1213 yılında iktidar Minamotolardan, 1333 yılına kadar askeri yönetimi sürdüren Hogoların eline geçti. Bu dönemde Moğollar, 1274 ve 1281 yıllarında olmak üzere iki defa Kuzey Kyushu´ya saldırdılar. Her iki savaşta başarılı olamayan Moğollar, ayrıca meydana gelen tayfunların tesiri ile Japonya´dan çekildiler.

1333 ile 1338 yılları arasında görülen kısa süreli imparatorlukları, Ashikaga Takauji tarafından Kyoto´da Muromachi´de kurulan yeni bir askeri yönetim takip etti. Bu kurulan hükumet 1338´den 1578´e kadar iki yüz yıldan fazla bir süre devam ettirilmiştir.

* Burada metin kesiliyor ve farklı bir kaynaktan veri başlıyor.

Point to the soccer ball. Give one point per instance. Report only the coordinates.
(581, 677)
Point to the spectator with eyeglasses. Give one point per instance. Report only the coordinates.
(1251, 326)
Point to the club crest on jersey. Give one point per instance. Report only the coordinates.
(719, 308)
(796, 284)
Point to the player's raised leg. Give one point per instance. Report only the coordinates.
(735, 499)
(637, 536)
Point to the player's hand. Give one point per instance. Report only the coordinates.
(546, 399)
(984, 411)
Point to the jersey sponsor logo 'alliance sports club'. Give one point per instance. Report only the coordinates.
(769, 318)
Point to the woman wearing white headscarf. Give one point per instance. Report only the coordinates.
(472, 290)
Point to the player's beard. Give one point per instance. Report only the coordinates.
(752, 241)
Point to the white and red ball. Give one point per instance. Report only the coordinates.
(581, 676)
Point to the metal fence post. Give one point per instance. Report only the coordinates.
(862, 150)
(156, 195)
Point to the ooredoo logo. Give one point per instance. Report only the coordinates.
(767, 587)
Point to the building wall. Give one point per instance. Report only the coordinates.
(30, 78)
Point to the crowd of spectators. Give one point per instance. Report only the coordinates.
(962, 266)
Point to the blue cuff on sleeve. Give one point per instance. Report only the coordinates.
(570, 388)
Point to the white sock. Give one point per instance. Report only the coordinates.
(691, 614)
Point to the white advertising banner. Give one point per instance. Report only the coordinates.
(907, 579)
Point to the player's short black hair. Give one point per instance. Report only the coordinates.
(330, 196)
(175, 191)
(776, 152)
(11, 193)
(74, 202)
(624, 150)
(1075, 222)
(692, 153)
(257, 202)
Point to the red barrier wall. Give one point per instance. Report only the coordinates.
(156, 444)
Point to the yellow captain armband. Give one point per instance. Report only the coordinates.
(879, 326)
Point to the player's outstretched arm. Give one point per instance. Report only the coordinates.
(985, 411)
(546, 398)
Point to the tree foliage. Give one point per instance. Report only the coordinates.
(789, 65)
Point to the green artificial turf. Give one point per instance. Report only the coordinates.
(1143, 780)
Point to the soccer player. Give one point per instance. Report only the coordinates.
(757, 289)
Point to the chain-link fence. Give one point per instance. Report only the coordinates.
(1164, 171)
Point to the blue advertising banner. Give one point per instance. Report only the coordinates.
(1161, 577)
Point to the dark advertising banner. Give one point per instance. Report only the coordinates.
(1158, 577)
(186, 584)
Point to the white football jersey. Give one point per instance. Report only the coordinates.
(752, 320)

16. yüzyılda Avrupalılar Japonya topraklarına ayak bastılar. Bu arada misyonerler, Hıristiyanlığı burada yaymaya çalıştılar. Bunun üzerine Japon liderleri Hıristiyanlığın ve batı düşüncelerinin Japonya için zararlı olacağına inandıkları için Hollanda ve Çin tüccarı haric olmak üzere bütün yabancıların Japonya´ya girişini yasakladılar. İki buçuk yüzyıl süresince Hollandalı tüccarların bulunduğu bu küçük ada, Japonya ile dış dünya arasında tek temas noktası olmuştur.

1853 yılında Amerikalı Komodor Matthev C.Perry dört gemiden meydana gelen donanmasıyla Tokyo Körfezine girmiş, ertesi yıl tekrar Japonya´ya gelerek, Japonları kendi ülkesiyle bir dostluk anlaşması imzalamaya ikna etmiştir. Bu anlaşmayı, aynı yıl içinde Rusya, Büyük Britanya ve Hollanda ile imzalanan anlaşmalar takip etmiştir. Bu anlaşmalar dört yıl sonra ticaret anlaşmalarına dönüşmüştür.

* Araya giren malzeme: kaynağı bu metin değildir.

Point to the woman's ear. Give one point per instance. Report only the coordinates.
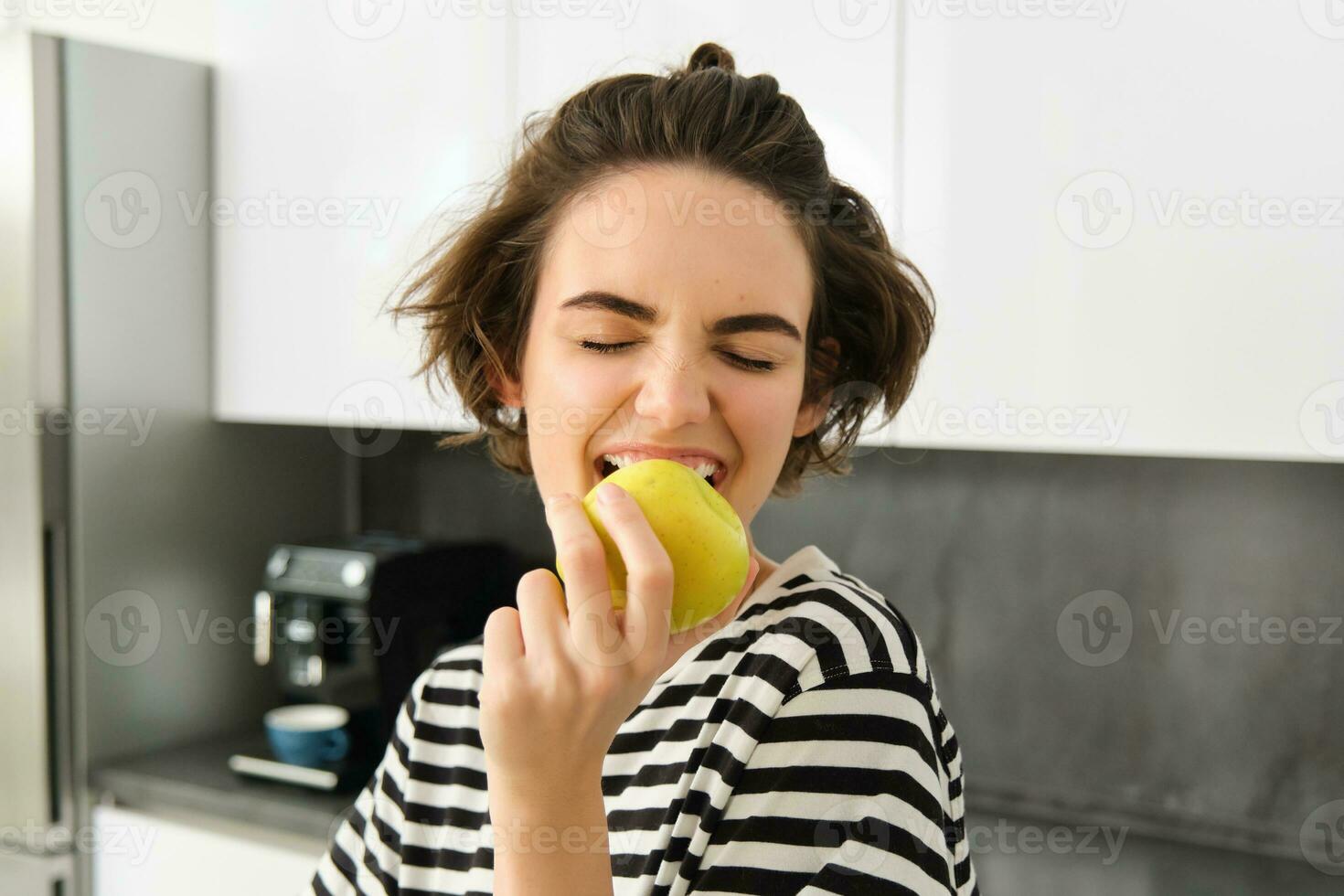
(811, 415)
(508, 391)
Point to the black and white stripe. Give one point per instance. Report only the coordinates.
(801, 749)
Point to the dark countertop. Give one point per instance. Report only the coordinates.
(1012, 855)
(197, 778)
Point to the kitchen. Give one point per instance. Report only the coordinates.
(1110, 507)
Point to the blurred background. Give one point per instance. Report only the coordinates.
(1112, 508)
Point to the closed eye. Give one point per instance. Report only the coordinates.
(745, 363)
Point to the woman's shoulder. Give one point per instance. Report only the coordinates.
(831, 624)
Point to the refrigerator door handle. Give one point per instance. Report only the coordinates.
(263, 606)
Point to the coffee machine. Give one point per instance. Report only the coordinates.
(351, 621)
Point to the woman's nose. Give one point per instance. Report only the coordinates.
(674, 391)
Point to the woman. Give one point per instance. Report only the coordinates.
(669, 271)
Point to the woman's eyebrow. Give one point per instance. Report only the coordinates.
(603, 300)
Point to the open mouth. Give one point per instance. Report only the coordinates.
(715, 478)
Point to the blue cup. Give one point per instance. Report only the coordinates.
(308, 733)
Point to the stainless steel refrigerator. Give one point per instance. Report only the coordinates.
(117, 488)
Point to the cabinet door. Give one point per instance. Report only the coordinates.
(389, 114)
(342, 131)
(1105, 203)
(142, 855)
(841, 69)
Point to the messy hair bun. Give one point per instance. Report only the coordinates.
(709, 55)
(477, 286)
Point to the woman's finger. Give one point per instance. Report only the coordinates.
(540, 606)
(503, 645)
(648, 600)
(588, 595)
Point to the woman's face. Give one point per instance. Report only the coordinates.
(705, 286)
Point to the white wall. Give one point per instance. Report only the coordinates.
(180, 28)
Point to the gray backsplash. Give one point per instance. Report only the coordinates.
(1229, 744)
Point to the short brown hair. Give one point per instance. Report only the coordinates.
(476, 288)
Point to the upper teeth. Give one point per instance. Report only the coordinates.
(703, 469)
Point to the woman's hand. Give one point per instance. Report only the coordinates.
(565, 669)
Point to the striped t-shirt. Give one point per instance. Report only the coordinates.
(798, 749)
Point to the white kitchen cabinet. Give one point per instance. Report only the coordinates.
(316, 109)
(844, 74)
(146, 855)
(390, 114)
(1044, 164)
(1220, 338)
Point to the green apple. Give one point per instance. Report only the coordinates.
(699, 529)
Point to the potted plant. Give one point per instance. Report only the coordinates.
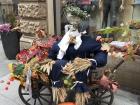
(10, 40)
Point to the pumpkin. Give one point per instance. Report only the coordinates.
(67, 103)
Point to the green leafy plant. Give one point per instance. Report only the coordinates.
(76, 11)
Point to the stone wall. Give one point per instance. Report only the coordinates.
(33, 14)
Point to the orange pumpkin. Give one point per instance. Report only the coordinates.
(67, 103)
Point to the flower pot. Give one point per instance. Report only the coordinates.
(11, 43)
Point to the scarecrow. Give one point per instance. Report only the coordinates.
(77, 47)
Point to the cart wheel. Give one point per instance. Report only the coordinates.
(41, 97)
(101, 96)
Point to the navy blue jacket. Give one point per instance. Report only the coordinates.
(89, 48)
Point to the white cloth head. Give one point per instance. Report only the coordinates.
(64, 43)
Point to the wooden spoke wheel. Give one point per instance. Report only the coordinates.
(42, 96)
(101, 96)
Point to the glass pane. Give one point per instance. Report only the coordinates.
(87, 10)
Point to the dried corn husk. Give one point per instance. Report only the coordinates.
(44, 77)
(59, 94)
(77, 65)
(82, 98)
(30, 64)
(47, 66)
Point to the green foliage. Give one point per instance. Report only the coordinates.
(19, 70)
(76, 11)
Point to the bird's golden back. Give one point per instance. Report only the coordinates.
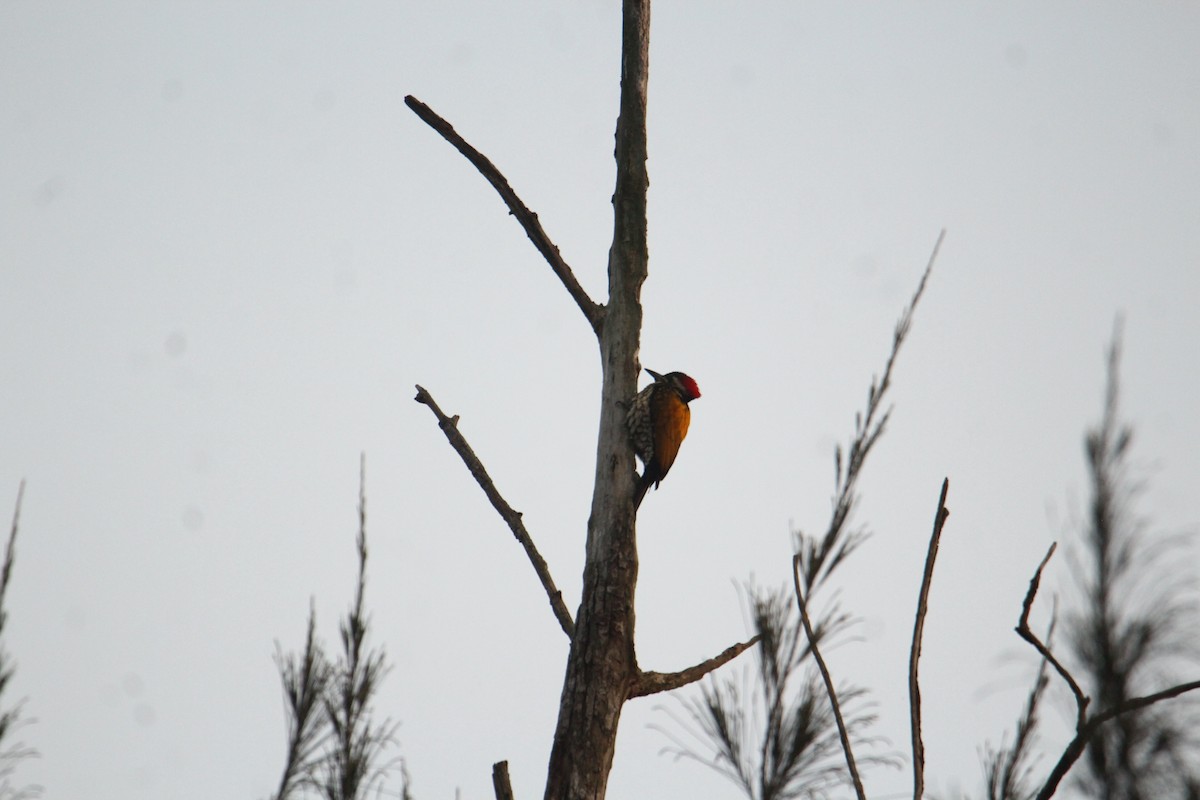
(673, 417)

Tokogaua Shogunluğunun derebeylik sistemi 1867 yılında yıkılmasına kadar geçen on yıllık süre içinde büyük bir karışıklık hüküm sürmüş ve 1868 yılında Meigi döneminin tekrar teşkilatlanmasıyla bütün hakimiyet yeniden imparatorun eline geçmiştir.

İmparator Meigi´nin idaresinde japonya, batıda gelişmesi yüzyıllar süren şeyleri kısa bir sürede başarmaya koyulmuş, modern sanayileri, politik kuruluşları ve modern bir toplum modeli ile modern bir millet meydana getirmiştir. Japonya 1894-1895 yıllarında Çinlilerle, 1904 ve 1905 yıllarında da Ruslarla savaşmıştır. Japonya her iki savaşı da kazanarak 1875´te Rusya´ya verdiği Sahalin Adalarını geri almış, Formosa ve Kore´yi ele geçirmiş ve Mançurya´da bazı çıkarlar elde etmişti. 1920 yılında Japonya, Anglo-Japon Birleşmesi kararları gereğince Birinci Dünya Savaşına girmişti.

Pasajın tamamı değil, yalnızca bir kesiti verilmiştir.